Should I mention my kids on the CASPA personal statement?

Should I mention my kids on my CASPA personal statement?

Whether or not to mention kids on the CASPA personal statement is a FAQ by PrePA moms. Often worried that motherhood will somehow make them a less desirable candidate. Before moving any further, let me make one thing perfectly clear – being a mother is not a disadvantage, it’s an asset. Raising a human being is not for the faint of heart and has taught many invaluable skills while on the job. Skills that make you an excellent candidate for PA School and future provider. It is important to determine what your hesitations are and make your case against them by highlighting the qualities motherhood has taught you. Below, I’ve addressed some of the most common concerns to help get you started.

It is unprofessional to mention my family

Talking endlessly about your kids is not only unprofessional but annoying. BUT, Simply stating that you are a parent is straightforward and displays confidence that you have this under control. Don’t believe me? Read what faculty members on the admissions panel have to say about parents applying to PA School.

This could be a reason to disqualify my application

Illegal! While questions can be raised in regards to any potential conflicts with your responsibility as a student – disqualifying you solely on these grounds or asking direct questions about your marital status and family is prohibited by the EEOC.

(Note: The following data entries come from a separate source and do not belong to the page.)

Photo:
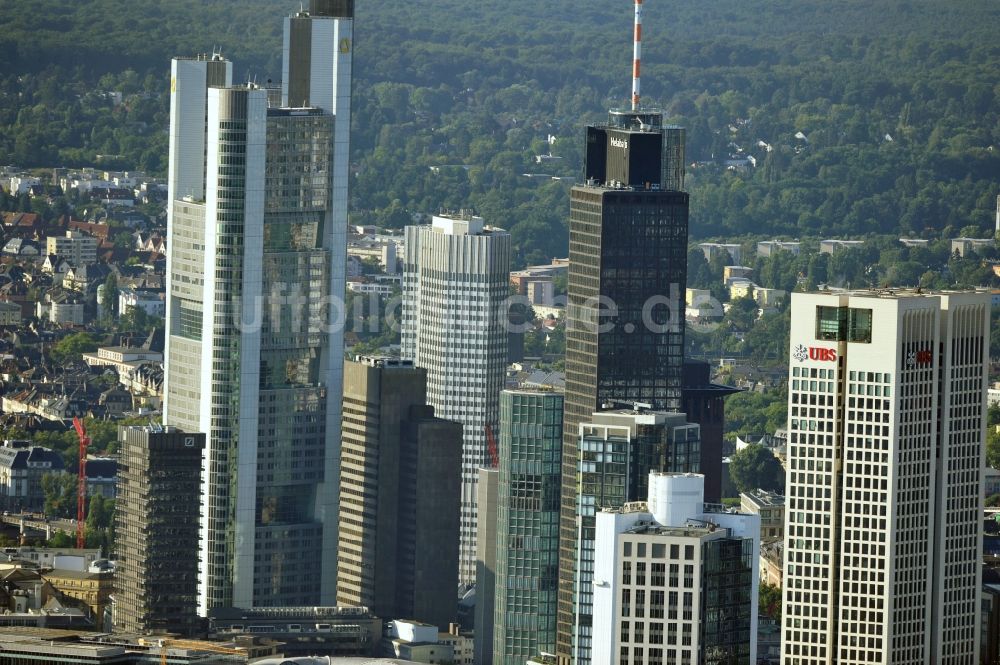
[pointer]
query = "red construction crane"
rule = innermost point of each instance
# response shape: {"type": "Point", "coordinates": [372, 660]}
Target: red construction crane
{"type": "Point", "coordinates": [81, 481]}
{"type": "Point", "coordinates": [494, 455]}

They will question my commitment

As far as commitment goes, you are probably amongst some of THE MOST committed applicants. Mostly because you have too much to lose. Getting here took a great deal of planning and sacrifice. Communicating that shows that you are fully aware of what is expected of you as a student and are ready to take on the responsibilities. Just another reason for mentioning your kids on the CASPA personal statement.

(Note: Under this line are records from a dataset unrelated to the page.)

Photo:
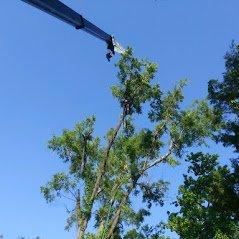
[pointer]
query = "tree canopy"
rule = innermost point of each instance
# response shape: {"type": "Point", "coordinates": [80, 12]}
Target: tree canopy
{"type": "Point", "coordinates": [105, 176]}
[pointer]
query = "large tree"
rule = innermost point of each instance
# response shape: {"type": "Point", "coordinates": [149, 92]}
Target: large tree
{"type": "Point", "coordinates": [105, 177]}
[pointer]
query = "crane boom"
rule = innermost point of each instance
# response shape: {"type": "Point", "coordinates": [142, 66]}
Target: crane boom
{"type": "Point", "coordinates": [66, 14]}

They will question my ability to complete the program?

You are not only able and capable … What you have to offer is life experience!

a) Time Management

Long story short, You can handle the stress of juggling more than one job at a time while remaining calm under pressure. Parenting has taught you the art of multitasking. Play dates, doctors appointments, balancing checkbooks, meal prep, soccer practice … and that’s just a typical Wednesday afternoon. You’re no stranger to managing your time efficiently, pretty much second nature at this point.

b) Interpersonal Skills

Calming temper tantrums, mediating sibling rivalry, playing peacemaker, mending broken hearts, negotiating vegetables with toddlers and adjusting parenting styles according to each child’s personality – parenting has taught you relationship management and how to use discernment. Reading people’s vibes is an asset that will surely be of great use both in school and in practice.

c) Service & Leadership

In order to be a great leader, you must serve. As moms we love, guide ,serve and lead our children into adulthood. Leadership and service are skills that you have acquired whether you realize it or not. For the working mom – regardless of occupation – what have you learned and had exposure to? Describe how your work experiences have prepared you for the career you have chosen. If you don’t have much work experience, talk about your work in the community. For instance, serving as a Sunday School teacher, organizing mommy and me classes, PTA membership, coaching little league, being the ultimate soccer mom. Whatever you have done has somehow prepared you for a career in healthcare. Determine how and emphasize it.

d) Attributes

Maturity, strength, self-sufficiency and compassion are all attributes of a great provider that you have gained as a mother. Allow all of them to shine through in your personal statement so that who you are and what you have to offer as both a student and PA-C is clear.


the purpose of the personal statement is to give faculty an opportunity to get to know you better. Kind of difficult to do that if you leave out such a huge part of your life – motherhood. Your concerns are valid and there may be a program out there that will write you off because you are a parent. That shouldn’t stop you from showcasing the strengths and qualities covered above. On the other hand, if a program would disqualify your application because you are a mom it is probably not a program that you should attend.